We set off through the pohuukawa glade and stepped out onto the dark sand of Karekare. Heading south along the beach, with cliffs looming on our left and the sea on the right. After Cowan Point the track turned inland, over sand dunes and patches of flax and toetoe. We walked through the old railway tunnel at Tunnel Point and stopped beside a pond for a snack. After that was a scenic stretch of coastal wetland, we wandered past a series of small lakes fringed with raupo and cabbage trees, following the boardwalks across the mangroves to the shelter beside the Pararaha campground.
A sign announced the ‘Pararaha Stream is a route, for experienced trampers only’. I hoped the kids were up to it.
We pulled on our wetsuits and headed straight up the stream, rock hopping through the shallows. I soon realised I didn’t need to worry about the youngsters – with their natural agility and low centre of gravity, they had no problems. I was the slow one.
Further upstream massive boulders blocked the way. With clenched teeth, I overcame my fear of heights to climb past them. The gorge grew deeper and the stream was higher. Soon the only way ahead was through the water, which was up to my shoulders.
Our seven-year-old, the youngest of our group, was scared and we had to carry him at this point. The water was very cold and I was thankful for my wetsuit. At the far side, the boulders were smooth and slippery with algae, making it difficult to get out of the water. We managed to pull ourselves onto a huge tree trunk and when I looked around I saw there were many old kauri trunks wedged in the rocks, remnants of the kauri logging era.

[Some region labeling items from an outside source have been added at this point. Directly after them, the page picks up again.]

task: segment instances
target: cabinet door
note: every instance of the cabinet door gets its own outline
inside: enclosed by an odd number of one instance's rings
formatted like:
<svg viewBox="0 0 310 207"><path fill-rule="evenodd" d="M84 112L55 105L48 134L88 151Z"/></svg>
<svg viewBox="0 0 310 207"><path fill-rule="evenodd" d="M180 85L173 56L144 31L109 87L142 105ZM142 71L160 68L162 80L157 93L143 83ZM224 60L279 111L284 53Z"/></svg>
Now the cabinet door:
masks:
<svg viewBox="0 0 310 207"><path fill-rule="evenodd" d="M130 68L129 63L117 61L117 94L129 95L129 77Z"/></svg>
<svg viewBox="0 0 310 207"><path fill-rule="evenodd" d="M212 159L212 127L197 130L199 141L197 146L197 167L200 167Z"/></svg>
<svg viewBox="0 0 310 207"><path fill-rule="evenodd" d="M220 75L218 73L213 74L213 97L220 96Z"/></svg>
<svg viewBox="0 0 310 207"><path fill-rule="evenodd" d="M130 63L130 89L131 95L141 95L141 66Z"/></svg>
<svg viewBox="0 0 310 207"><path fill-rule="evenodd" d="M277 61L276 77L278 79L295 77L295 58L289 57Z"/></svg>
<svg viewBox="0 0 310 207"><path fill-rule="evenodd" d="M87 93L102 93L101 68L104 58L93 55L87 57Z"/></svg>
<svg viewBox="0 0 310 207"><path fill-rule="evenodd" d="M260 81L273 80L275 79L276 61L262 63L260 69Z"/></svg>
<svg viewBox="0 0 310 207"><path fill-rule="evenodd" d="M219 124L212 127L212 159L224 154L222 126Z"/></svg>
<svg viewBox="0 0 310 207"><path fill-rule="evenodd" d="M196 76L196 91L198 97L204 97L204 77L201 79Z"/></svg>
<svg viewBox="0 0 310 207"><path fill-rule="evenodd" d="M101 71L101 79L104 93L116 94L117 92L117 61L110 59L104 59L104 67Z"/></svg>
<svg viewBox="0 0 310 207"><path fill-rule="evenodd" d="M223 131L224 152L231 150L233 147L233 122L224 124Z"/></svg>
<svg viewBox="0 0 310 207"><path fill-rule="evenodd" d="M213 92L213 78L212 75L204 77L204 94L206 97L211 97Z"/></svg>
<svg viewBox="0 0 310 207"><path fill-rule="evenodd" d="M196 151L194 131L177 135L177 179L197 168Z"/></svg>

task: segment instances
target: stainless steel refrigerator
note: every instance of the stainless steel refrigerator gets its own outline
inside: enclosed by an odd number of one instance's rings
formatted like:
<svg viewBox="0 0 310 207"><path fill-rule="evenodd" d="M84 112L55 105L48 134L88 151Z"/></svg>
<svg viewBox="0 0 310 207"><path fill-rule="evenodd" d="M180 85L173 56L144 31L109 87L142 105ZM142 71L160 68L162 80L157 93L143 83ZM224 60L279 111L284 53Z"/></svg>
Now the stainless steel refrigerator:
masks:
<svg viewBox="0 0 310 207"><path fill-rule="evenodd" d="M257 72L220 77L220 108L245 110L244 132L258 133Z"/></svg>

Further on, the kids discovered a natural waterslide where slimy weed formed a cushion over the sloping rock. We continued upstream, sometimes on the banks, sometimes in the stream itself, often clambering up the sides of the gorge. It was thrilling, if a little nerve-racking in places.
Later, when we reached the first of several waterfalls – a vertical 10m – I was shaking as I scrambled up the side. After carefully checking for rocks, the others jumped down into the pool beneath then climbed back up. If that wasn’t exciting enough, soon we were challenged by a swim of 20m through deep water, well over heads. Our youngest clung to his dad’s back like a baby monkey.
After that the stream became shallower and we trooped on happily to the junction with the Odlin Timber Track. We followed it for about 15min to Lone Kauri Road then we turned onto the Buck Taylor Track.
Here, we noticed a strange smell like something cooking. To our right, great puffs of white smoke rose above the forest. And then we caught a glimpse of the flames. Bushfire! We hurried down the Zion Ridge Track, away from the fire, as fast as our legs would take us.
It was a relief to reach the pohutukawa glade once more.
A helicopter flew back and forth over our heads, fighting the fire up on the ridge. We watched it swoop down to fill its storm bucket from Karekare stream then fly to the smouldering slopes above to drop the water. We were impressed by the skill of the pilot and pleased to be out of the danger zone.